Through a newspaper crossword puzzle competition, a young woman named Joan Clarke, played pristinely by Keira Knightley  comes aboard the project, and goes on to have a close relationship with Turing, despite the fact that he's a homosexual.

The film skip seamlessly skips back and forth from wartime to the investigation of Turing in the '50s (even including some flashbacks within flashbacks of when our protagonist was a school boy), even making space for some WWII footage (maybe its most unnecessary element - I mean, we have the History Channel for that), with a very pleasing pace. 

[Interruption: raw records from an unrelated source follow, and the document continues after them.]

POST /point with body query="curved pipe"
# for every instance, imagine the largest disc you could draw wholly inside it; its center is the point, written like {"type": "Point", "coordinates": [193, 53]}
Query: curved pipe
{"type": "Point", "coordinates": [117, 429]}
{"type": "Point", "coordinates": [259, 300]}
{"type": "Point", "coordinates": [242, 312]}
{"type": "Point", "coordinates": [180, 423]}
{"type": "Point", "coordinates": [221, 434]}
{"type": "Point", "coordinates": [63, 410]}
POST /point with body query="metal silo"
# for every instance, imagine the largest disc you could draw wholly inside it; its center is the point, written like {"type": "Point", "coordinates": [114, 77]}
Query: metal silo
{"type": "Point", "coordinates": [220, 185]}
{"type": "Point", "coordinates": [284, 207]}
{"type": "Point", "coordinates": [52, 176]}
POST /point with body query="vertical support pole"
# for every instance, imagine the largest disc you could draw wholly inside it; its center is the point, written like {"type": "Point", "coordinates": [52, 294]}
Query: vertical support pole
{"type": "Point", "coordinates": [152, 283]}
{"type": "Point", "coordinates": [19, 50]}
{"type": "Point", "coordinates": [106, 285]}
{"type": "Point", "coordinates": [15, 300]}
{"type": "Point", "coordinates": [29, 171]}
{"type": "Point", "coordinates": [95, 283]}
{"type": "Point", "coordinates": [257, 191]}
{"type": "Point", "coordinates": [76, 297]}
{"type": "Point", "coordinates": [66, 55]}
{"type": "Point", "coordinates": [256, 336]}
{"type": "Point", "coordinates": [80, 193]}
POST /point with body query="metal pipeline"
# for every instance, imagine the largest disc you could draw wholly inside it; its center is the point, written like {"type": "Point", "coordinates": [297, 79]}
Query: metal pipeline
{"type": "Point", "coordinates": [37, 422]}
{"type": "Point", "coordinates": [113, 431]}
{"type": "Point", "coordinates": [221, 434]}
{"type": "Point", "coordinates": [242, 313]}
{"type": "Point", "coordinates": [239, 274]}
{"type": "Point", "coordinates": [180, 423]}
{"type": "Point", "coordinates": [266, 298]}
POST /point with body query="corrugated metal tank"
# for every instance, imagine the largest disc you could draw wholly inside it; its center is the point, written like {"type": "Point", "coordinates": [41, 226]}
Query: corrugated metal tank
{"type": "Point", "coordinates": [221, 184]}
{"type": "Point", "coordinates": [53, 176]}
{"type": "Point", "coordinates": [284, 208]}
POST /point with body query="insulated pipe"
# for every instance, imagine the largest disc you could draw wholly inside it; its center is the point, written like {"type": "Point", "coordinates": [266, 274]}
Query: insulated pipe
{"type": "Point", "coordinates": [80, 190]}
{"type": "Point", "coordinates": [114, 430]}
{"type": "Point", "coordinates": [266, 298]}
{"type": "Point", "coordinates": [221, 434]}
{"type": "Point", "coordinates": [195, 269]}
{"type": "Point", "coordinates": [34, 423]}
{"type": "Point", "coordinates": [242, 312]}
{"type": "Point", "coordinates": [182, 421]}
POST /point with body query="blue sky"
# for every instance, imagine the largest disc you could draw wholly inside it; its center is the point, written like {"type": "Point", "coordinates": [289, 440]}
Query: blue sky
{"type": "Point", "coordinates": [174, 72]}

Many have pointed out that this film, which is based on Andrew Hodges' 1992 biography “Alan Turing: The Enigma,” takes a lot of liberties with the facts concerning what really went down at Bletchley Park.

I.e. the real life Turing didn't singlehandedly invent and build the machine that broke the code, he didn't name the machine Christopher after his first lover, the police didn't uncover Turing's homosexuality while investigating him for being a possible Soviet spy, Turing didn't have any contact with the actual Soviet spy John Cairncross (played by Leech) who's depicted in the film as threatening to expose Turing's homosexuality if he blows his cover, and Turing wasn't a cold humorless robot who wouldn't understand an invitation to lunch.

But despite these fabrications, or possibly because of them, the film is a rousing experience with a compelling narrative drive. Graham Moore's elegantly written screenplay makes the biopic formula feel fresh again, and power and passion that Tyldum brings to telling Turing's noble story can be felt in every frame. So much so that its abundance of inaccuracies can be forgiven as conventions created for dramatic effect.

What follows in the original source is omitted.